Renting, not buying, is the reality that people in their twenties and thirties have had to accept, and, it seems, we are doing so with a willingness that would once have surprised me. I have ceased to think about buying a house at all – not only because it would be financially impossible for me to buy the kind of place I would like to live in, but because I'm just not sure I care about owning my own home at all any more.
According to a survey published yesterday for the Government's Tenant Services Authority, mine is an attitude shared by an increasing number of people.
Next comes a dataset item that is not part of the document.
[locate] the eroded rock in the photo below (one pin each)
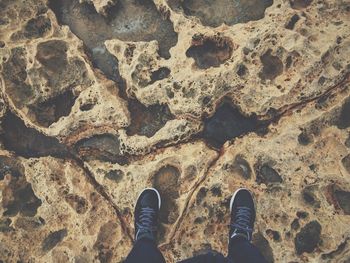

Of 21,000 tenants living in council and housing association accommodation, a mere 12 per cent said they would like to own their own home, less than half of the 32 per cent who expressed the same desire in 1999.
Clearly, the "right to buy" no longer holds the appeal that it did for the two million tenants who took advantage of the Thatcherite policy from its introduction in 1980 until the mid-Nineties. Seemingly the embodiment of the Tory dream, those buyers found their hard work and saving rewarded with entry into the self-sufficient, property-owning class that has hitherto inspired such a peculiar ardour among the British.
But fast-forward almost three decades – post-bubble and post-bust – and for many people the idea that hard work will guarantee you an option on some bricks-and-mortar to call your own seems laughable. Moreover, if you are able to survive the hardships of scraping enough cash together for a deposit and secure a mortgage, property simply no longer represents the security it did for previous generations.
My own attitudes may well have been shaped by a year spent living in Paris during which I didn't meet a single person who owned their own flat or house. The staple, British renting-versus-buying conversation never arose, and I found it quite liberating. In France, where half of households are renting, and in much of continental Europe, home-ownership just isn't bound up with the same notions of pride and achievement that it is in Britain. The mobility that this has allowed French workers has proved one of the few upsides of the recession.
The attraction of property lies in its associated sense of possession and permanence, whether that means a place to put down roots or something to pass on to our children. Both are understandable desires, but in an age where few things – jobs, marriage – are necessarily for life, neither feel realistic. Renting, by contrast, offers a flexibility that is far more relevant to the way we live now. I may have to suffer magnolia walls for the rest of my life, but it's a price I'm happy to pay.